4.裁判所は、以上の抗弁に加え他の抗弁(本ブログでは省略)も認めず、「被告組合の被告会社に対する本件赤帽表示使用差止請求は理由がある」と判断しました。

 

Ⅱ.被告連合会の請求について
 裁判所は、以下の事実を認めた上、「各赤帽組合の各所属員は独立の営業主体であって、それらの営業主体が「赤帽」表示を使用することは、それが直接に被告連合会のみの営業たることを示す表示を使用することに該当するとはいえないが、「赤帽」表示を使用して運送営業をする者は、外観上一つの企業組織に包摂せられてその営業を行うものであると見られ得るのであり、実際にも、被告連合会が本部となって、各赤帽組合及び各所属員にある程度の統制を及ぼし、「赤帽」表示を用いて営業的組織としての結合を維持させて」おり、「その限りでは、フランチャイズ組織の供与者としての被告連合会、各赤帽組合及び各所属員によって一種の団体ないし結合が構成せられ、機能している」から、「「赤帽」表示は、なお本部たる被告連合会の営業たることを示す表示である」と認め、「したがって、被告組合の本訴請求について説示のとおり、サブフランチャイザーに統制される被告組合による赤帽表示使用差止請求が認められる本件においては、フランチャイザーたる被告連合会による右差止請求」を肯定しました。

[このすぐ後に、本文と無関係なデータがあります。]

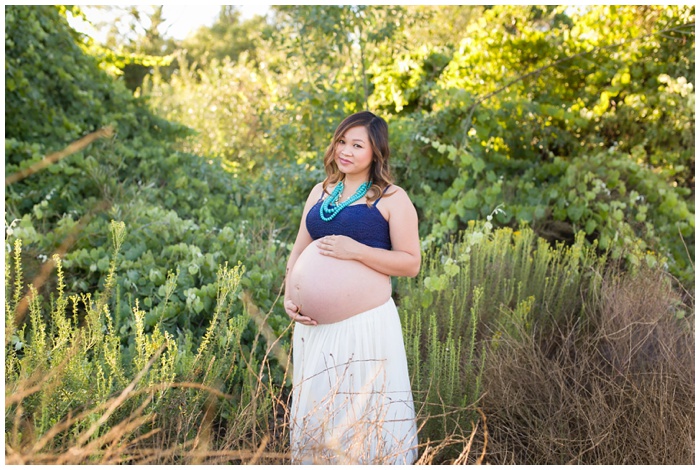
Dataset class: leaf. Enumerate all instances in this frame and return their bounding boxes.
[566,203,585,222]
[472,157,486,174]
[462,189,479,209]
[444,262,460,277]
[97,257,110,272]
[585,218,597,234]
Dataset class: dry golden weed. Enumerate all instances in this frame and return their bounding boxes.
[478,267,694,465]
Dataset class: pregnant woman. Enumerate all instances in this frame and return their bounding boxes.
[284,111,421,464]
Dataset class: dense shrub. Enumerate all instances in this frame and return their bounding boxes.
[384,6,695,283]
[4,6,293,345]
[478,267,694,464]
[397,221,607,460]
[146,6,695,284]
[7,224,693,464]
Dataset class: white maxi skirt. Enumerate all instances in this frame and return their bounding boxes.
[290,298,418,465]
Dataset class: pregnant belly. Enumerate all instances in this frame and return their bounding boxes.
[288,243,392,324]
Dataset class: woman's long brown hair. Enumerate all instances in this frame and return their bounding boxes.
[322,111,394,205]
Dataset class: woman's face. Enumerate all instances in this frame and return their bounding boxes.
[334,125,373,180]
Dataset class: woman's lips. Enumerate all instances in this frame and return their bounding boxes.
[338,157,352,166]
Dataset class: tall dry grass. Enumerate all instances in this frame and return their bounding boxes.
[5,296,292,465]
[4,212,486,465]
[397,223,607,462]
[5,314,487,465]
[7,265,691,464]
[476,266,694,464]
[5,241,484,464]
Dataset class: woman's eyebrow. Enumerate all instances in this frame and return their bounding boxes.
[339,135,365,144]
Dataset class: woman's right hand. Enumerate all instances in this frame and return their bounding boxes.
[284,297,318,326]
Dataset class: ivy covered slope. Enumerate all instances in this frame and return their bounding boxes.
[380,6,695,283]
[5,6,286,343]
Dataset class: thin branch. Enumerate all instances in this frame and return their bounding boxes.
[475,407,488,464]
[677,224,694,271]
[6,126,114,185]
[357,18,369,109]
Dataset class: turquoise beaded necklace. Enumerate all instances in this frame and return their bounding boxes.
[319,180,372,221]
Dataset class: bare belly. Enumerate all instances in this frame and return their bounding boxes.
[288,243,392,324]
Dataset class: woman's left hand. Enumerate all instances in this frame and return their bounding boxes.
[317,235,363,260]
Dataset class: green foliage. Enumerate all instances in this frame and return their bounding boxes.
[179,6,269,67]
[72,5,179,91]
[152,5,424,174]
[5,6,123,147]
[5,6,293,343]
[381,5,694,283]
[6,6,185,225]
[144,52,277,169]
[20,5,689,293]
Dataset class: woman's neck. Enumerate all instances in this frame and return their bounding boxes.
[342,173,370,187]
[337,173,370,201]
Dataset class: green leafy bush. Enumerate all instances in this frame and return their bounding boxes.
[383,5,695,283]
[4,6,294,342]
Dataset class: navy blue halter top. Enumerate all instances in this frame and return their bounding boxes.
[306,187,392,250]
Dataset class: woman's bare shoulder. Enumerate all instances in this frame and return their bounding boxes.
[385,184,413,204]
[303,182,325,206]
[380,185,417,220]
[309,182,325,197]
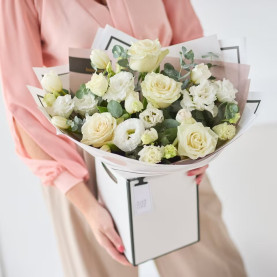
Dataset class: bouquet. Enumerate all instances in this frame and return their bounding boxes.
[40,39,242,165]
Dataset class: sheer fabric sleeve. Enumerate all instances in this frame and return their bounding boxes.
[0,0,89,193]
[163,0,203,44]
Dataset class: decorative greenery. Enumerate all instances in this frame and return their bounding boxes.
[155,119,180,146]
[75,84,91,99]
[67,116,85,133]
[107,100,124,118]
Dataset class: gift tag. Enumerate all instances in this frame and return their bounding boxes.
[132,178,152,216]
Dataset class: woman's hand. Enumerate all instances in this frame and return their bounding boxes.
[86,202,131,266]
[66,182,131,266]
[187,164,209,185]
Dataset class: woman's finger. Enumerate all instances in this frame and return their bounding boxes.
[99,234,131,266]
[195,174,204,185]
[187,164,209,176]
[104,226,125,253]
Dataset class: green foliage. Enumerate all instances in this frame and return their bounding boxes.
[213,102,239,126]
[201,52,219,59]
[117,58,129,67]
[155,119,180,146]
[75,84,91,99]
[97,106,108,113]
[107,100,123,118]
[67,116,84,133]
[112,45,129,59]
[161,63,180,81]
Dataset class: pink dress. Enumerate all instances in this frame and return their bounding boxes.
[0,0,203,193]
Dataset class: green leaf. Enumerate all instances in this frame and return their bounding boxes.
[161,63,180,81]
[75,84,90,99]
[97,106,108,113]
[182,46,187,56]
[181,79,190,90]
[209,76,216,80]
[191,110,208,126]
[117,58,129,67]
[142,97,148,109]
[69,116,84,133]
[185,50,194,62]
[112,45,125,58]
[225,103,239,120]
[155,119,180,131]
[107,100,123,118]
[158,128,178,146]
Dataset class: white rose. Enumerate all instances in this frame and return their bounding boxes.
[73,93,98,116]
[128,39,169,72]
[113,118,145,152]
[41,71,63,93]
[86,73,108,97]
[46,95,74,118]
[124,91,143,114]
[177,122,218,159]
[90,49,110,70]
[141,72,182,108]
[103,71,135,102]
[141,128,158,145]
[139,103,164,128]
[180,90,195,112]
[189,80,217,115]
[191,63,211,84]
[214,78,238,103]
[176,108,192,123]
[81,113,116,147]
[51,116,70,129]
[212,122,236,140]
[138,145,164,164]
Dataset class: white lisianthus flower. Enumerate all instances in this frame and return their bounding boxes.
[46,95,74,118]
[41,71,63,93]
[163,144,178,159]
[141,73,182,108]
[86,73,108,97]
[191,63,211,84]
[189,80,217,115]
[138,145,164,164]
[141,128,158,145]
[124,91,143,114]
[139,103,164,128]
[73,93,98,116]
[113,118,145,152]
[128,39,169,72]
[51,116,70,129]
[103,71,135,102]
[212,122,236,140]
[180,90,195,112]
[214,78,238,103]
[90,49,110,70]
[176,108,192,123]
[177,122,218,159]
[81,113,116,147]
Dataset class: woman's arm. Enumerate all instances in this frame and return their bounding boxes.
[15,120,130,266]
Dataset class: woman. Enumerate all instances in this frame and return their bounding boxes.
[0,0,247,276]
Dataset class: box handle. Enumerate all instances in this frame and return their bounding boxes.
[101,162,118,184]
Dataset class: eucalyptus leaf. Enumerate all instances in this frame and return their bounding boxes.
[112,45,125,58]
[117,58,129,67]
[107,100,123,118]
[181,79,190,90]
[182,46,187,56]
[97,106,108,113]
[185,50,194,62]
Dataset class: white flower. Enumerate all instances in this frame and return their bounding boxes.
[138,145,164,164]
[124,91,143,114]
[189,80,217,115]
[141,73,182,108]
[177,122,218,159]
[191,63,211,84]
[86,73,108,97]
[81,113,116,147]
[214,78,238,103]
[73,93,98,116]
[141,128,158,145]
[180,90,195,112]
[90,49,110,70]
[51,116,70,129]
[176,108,192,123]
[113,118,145,152]
[46,95,74,118]
[103,71,135,102]
[41,71,63,93]
[139,103,164,128]
[212,122,236,140]
[128,39,169,72]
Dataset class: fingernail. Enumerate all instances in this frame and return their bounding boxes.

(1)「被告連合会は、全国各県に設立された被告組合等の各赤帽組合を統合するために設立された全国規模の組織であって,共同荷受、共同配車、共同宣伝、行政庁との折衝等の事業の外、「赤帽」表示の対外的防衛活動を行っている」。


(2)「「赤帽」の商標は、有限会社進共商事の出願により昭和53年10月31日商標登録を受けた(登録番号第1353994号)もので、株式会社赤帽がその権利譲渡を受け」、「被告連合会は、株式会社赤帽から、その有する「赤帽」商標の専用使用権の設定を受け、フランチャイザーとして、会員である各赤帽組合の理事長(サブフランチャイザー)に対し、「赤帽」商標、商号、サービスマーク、赤帽営業の象徴となるいわゆる赤帽フランチャイズパッケージの使用権を被告連合会運営規約…記載の条件で貸与するフランチャイズ契約を締結し、各赤帽組合の理事長は、所属の各組合員(フランチャイジー)に対し、被告連合会運営規約及び各組合運営規約(被告組合の場合、乙9)の条件で「赤帽」表示を使用して営業するサブフランチャイズ契約を締結し」、「これらの組織を全体としてみれば、被告連合会を頂点とするフランチャイズチェーンの形態をとっている」。 
 

 

■結論

 以上の次第で、原告の本訴請求のうち、被告連合会による平成元年一二月一日付除名処分の無効確認を求める部分は不適法であり、その余の部分は失当であるが、被告組合の原告に対する反訴請求並びに被告組合及び被告連合会の被告会社に対する本訴請求はいずれも正当であるから、主文(「原告は、被告組合の組合員でないことを確認する」「原告は、その営業について「赤帽」なる表示をしてはならない。」「原告は、その営業のために使用する軽自動車の車体に表示した「赤帽」なる文字及び赤色塗装を消去し、かつ同軽自動車の車上に設置した「赤帽」の表示を撤去せよ。」及び「被告会社は、その営業について「赤帽」ないし「アカボウ」なる営業表示を使用してはならない」等)のとおり判決する


■BLM感想等

 本件の裁判例はわかりづらいのですが、BLMの理解としては以下のようなところかと思います。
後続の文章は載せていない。